As the leading nations close in on each other, there was the awful sight of a traditional heavyweight smashing up one of the game's wannabes with the tournament just weeks away.
And we're not even talking about what happened in Hamilton yet.
South Africa played in fits and starts yet still crushed Japan 41–7 in a warm-up near Tokyo, raising the spectre of a host nation being humiliated.
While this occurred last time of course, hometown flops England – with great traditions in the game and vibrant crowds – offered up a pretty memorable tournament in 2015.
The scary thing is that the Japanese, who are grouped with one of the tournament favourites in Ireland and dark horses Scotland, actually played quite well at times.
Using blockers to distract South Africa's advancing inside defence, they found inviting spaces near the touchlines as the Springboks worked on the rush system it hopes will bamboozle the All Blacks first up.
But the Springboks' scrambling defence was hardly tested as Jamie Joseph's side failed in the skills department.
And yet Japan probably played much closer to potential than South Africa did, and still lost by a whopping margin against the team they rolled in such an extraordinary World Cup game four years ago.
That was nothing compared to the embarrassment in Hamilton.
It is hard to recall a sadder rugby sight than 80 minutes of sheer Tongan ineptitude as they were pummeled by the All Blacks, the truth being they were lucky the score was only 92–7.
They were hit by the usual refereeing decisions which go against the smaller nations, the All Blacks being gifted at least one try that involved a blatant knock-on from captain Kieran Read.
With the century approaching, the All Blacks sent in a few nightwatchmen and didn't even bother replacing Ryan Crotty in the final quarter.
One of Tonga's many problems was a glaring lack of speed and Ben Smith - concerningly past his prime – cantered away for a long range try with only the Waikato sunshine breathing down his neck.
If World Rugby needed a wake-up call about the treatment of Pacific Island rugby, Hamilton delivered an afternoon nightmare which could act as a clarion call, although it won't.
The distinct impression is that while a handful of top teams are now more compressed in ability, this cluster has moved further away from the underdogs.
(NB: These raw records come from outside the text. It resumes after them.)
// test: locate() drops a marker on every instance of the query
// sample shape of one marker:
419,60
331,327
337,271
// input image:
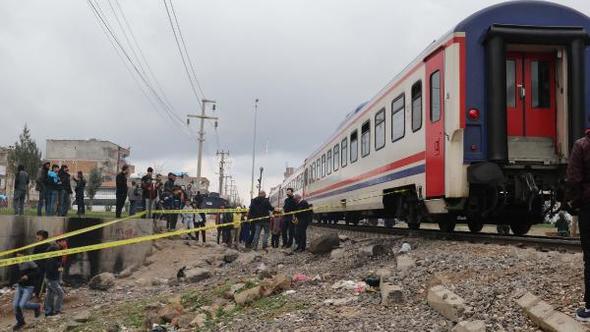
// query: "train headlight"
473,114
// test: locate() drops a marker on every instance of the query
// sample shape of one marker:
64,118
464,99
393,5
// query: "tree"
94,182
25,152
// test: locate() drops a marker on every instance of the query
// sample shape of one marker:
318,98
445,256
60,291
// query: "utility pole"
260,180
201,138
222,162
253,150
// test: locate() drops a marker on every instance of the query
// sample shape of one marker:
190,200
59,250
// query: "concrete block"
391,294
470,326
446,302
543,314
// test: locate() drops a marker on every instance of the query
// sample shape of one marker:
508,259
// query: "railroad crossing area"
349,280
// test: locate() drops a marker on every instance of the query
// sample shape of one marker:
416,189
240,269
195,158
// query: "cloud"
309,62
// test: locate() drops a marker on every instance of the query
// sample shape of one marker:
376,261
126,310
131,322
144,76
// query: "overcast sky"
310,62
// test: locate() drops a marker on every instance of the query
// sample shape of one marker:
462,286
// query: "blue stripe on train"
386,178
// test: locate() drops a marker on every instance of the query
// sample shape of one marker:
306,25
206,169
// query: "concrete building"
86,155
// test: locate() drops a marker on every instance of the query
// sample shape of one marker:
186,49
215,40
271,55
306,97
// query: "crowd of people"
53,183
38,283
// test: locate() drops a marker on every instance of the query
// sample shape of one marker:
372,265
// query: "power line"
194,90
102,19
185,50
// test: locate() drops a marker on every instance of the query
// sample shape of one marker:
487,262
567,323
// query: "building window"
354,146
380,129
398,119
435,96
329,162
344,152
336,157
366,138
416,106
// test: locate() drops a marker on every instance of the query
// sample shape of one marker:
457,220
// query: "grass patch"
273,306
195,299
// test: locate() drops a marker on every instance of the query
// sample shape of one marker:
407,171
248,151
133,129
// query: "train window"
317,168
435,96
354,146
541,84
366,138
329,162
416,106
398,119
510,83
344,152
380,129
336,157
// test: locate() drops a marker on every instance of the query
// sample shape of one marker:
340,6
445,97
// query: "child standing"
275,229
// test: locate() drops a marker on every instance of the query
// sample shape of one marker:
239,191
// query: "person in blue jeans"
55,294
52,188
26,275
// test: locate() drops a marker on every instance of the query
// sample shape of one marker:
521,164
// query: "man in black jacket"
26,275
65,191
304,218
121,193
260,207
55,294
288,228
41,235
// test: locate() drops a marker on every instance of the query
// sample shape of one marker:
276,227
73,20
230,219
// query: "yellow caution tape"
112,244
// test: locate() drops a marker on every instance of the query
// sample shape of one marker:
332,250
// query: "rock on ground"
102,281
324,243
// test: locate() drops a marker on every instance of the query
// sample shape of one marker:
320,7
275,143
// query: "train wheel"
474,226
447,223
389,222
520,229
503,229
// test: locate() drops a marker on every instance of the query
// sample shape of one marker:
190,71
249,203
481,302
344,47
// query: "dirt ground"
488,277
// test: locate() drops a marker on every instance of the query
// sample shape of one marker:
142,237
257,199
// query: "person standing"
121,191
41,235
259,208
21,186
149,191
79,190
288,228
40,182
578,200
304,218
198,199
53,268
170,201
134,195
25,275
65,200
52,186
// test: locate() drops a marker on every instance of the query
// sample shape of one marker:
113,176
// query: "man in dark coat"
578,179
121,193
40,182
260,207
288,228
21,187
304,218
26,277
65,191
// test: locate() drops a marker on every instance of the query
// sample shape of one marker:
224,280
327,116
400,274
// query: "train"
477,129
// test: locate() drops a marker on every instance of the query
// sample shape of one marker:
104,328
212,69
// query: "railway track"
543,243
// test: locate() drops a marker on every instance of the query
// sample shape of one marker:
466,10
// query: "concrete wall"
18,231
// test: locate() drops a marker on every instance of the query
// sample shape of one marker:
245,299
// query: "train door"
435,129
530,95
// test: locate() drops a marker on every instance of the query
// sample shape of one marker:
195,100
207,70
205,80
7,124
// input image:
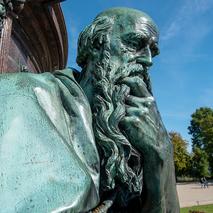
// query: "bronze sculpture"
136,161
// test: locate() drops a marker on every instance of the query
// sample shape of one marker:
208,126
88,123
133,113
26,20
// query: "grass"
203,208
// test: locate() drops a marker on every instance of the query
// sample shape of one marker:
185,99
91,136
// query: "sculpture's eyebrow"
138,36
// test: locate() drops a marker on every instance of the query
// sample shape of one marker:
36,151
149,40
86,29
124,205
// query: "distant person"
201,183
205,182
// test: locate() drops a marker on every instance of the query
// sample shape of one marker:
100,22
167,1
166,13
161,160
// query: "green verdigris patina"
48,134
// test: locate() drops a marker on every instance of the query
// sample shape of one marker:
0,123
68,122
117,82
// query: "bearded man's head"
119,43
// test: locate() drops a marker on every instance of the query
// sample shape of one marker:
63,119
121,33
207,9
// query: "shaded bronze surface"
35,38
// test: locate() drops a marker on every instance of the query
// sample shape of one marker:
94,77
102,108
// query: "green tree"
200,163
201,129
181,155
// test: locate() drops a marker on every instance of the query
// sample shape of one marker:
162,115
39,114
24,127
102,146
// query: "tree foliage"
201,129
199,163
181,155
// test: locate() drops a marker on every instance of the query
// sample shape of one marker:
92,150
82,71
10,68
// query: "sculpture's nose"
145,57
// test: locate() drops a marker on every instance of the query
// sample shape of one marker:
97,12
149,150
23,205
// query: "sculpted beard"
121,164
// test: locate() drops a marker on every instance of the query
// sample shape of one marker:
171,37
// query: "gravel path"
191,194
While massive tournament upsets are rare, those involving the likes of Samoa and Japan in particular over the years have at least given the impression that rugby romance is not entirely dead.
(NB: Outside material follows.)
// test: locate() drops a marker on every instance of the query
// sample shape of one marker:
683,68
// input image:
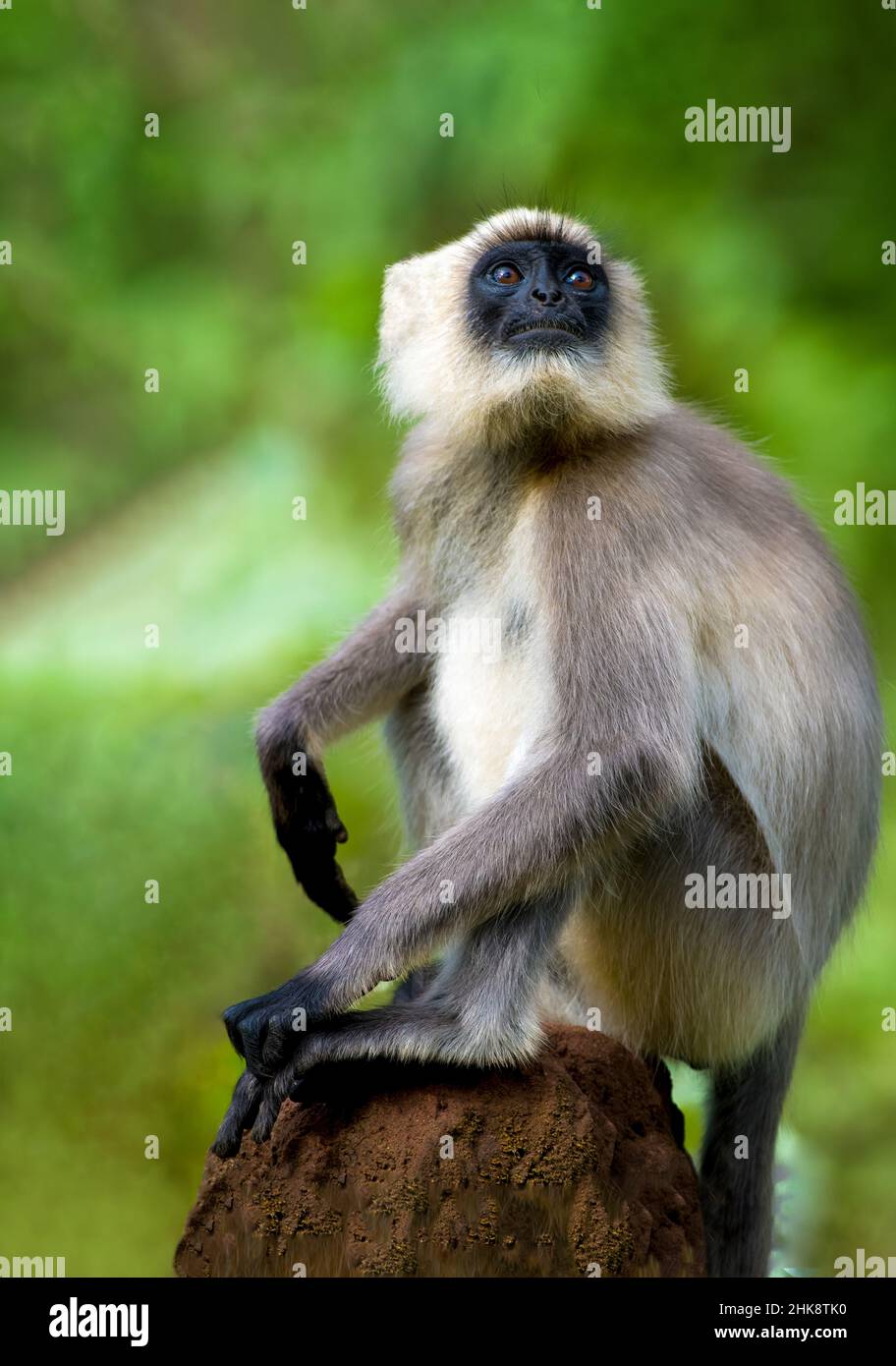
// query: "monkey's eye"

Japan shapes as the setting sun for fairytale World Cup stories, and there was little hope on offer in west Sydney where the erratic Wallabies cruised to a 19-point victory over Samoa.
There are other concerning factors.
From a TV watching perspective, Spark Sport's reduced picture quality definitely detracts from the experience because many of us are used to something much better. But at first look, for the South Africa-Japan game, it is perfectly watchable. Fingers crossed there won't be technical hitches.
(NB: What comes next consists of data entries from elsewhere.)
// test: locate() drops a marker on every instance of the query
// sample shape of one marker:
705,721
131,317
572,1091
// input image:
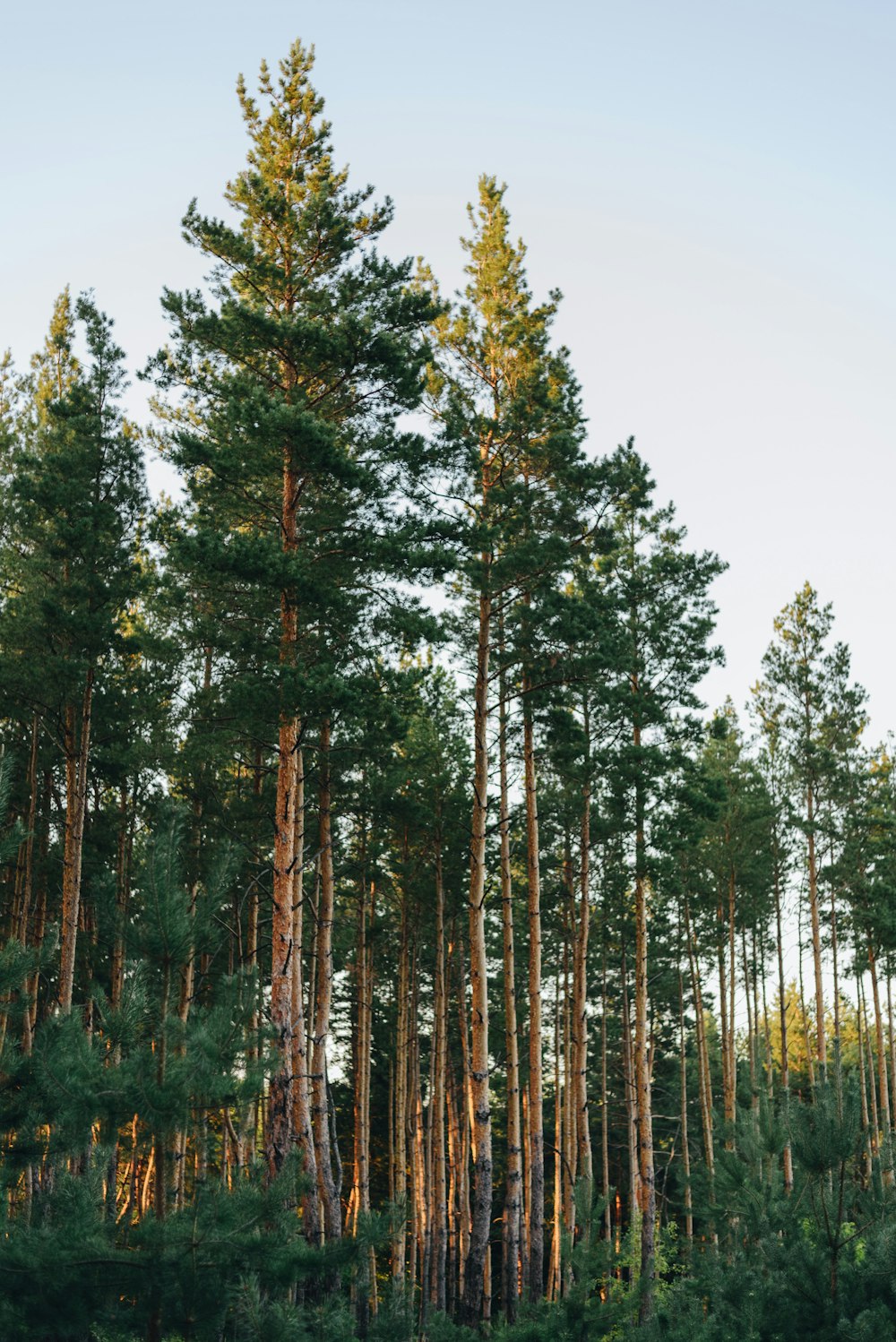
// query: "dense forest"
393,943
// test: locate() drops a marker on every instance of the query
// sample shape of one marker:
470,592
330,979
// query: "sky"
710,184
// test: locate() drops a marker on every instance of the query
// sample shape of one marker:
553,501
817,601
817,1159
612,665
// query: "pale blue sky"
711,185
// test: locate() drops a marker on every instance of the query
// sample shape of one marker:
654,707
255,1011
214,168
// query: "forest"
394,943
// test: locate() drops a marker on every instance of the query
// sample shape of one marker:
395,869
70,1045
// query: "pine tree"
298,374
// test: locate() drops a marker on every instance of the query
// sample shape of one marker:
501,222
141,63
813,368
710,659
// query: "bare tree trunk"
815,934
555,1274
536,1088
77,761
782,994
580,988
513,1196
605,1112
703,1051
302,1129
280,1102
887,1148
685,1148
437,1102
321,1099
475,1266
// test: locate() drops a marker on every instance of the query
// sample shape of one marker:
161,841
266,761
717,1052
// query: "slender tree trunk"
887,1148
782,994
685,1148
580,988
475,1266
536,1086
703,1051
815,935
513,1196
280,1126
77,761
605,1107
321,1101
437,1121
302,1128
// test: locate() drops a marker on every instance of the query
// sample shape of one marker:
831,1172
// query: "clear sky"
711,184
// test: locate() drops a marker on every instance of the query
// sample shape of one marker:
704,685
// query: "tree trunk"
475,1266
815,935
536,1085
321,1099
513,1197
580,989
437,1102
77,761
That's not the only problem.
With most of the tournament parked behind a new paywall from an operator lacking an attractive overall sports menu, and via an app, much of New Zealand will be isolated from the tournament as a whole.
(And for any rugby administrators who might be interested, I've already heard from parents who said it was a joy being able to watch a free-to-air rugby test with their kids on Saturday afternoon.)
The atmosphere from Kumagaya was sterile and disorientating during the Japan-South Africa match, the crowd sounding distant and out of sync with the game. It has to be presumed that there will be a lot of new rugby watchers at the tournament, because Japan is not really a rugby country.
A sport which has a patronising attitude to tiny Pacific Island nations with a passion for rugby has embraced Japan's wealth with glee.
An estimated 400,000 visitors should enliven the tournament, and give the big matches the atmosphere they deserve. World Rugby has claimed a third of the 1.8m tickets may go to visitors.
But it's hard to imagine enough Pacific Island fans and those from Italy, Georgia, Russia, Namibia etc. turning up to drown out the polite applause.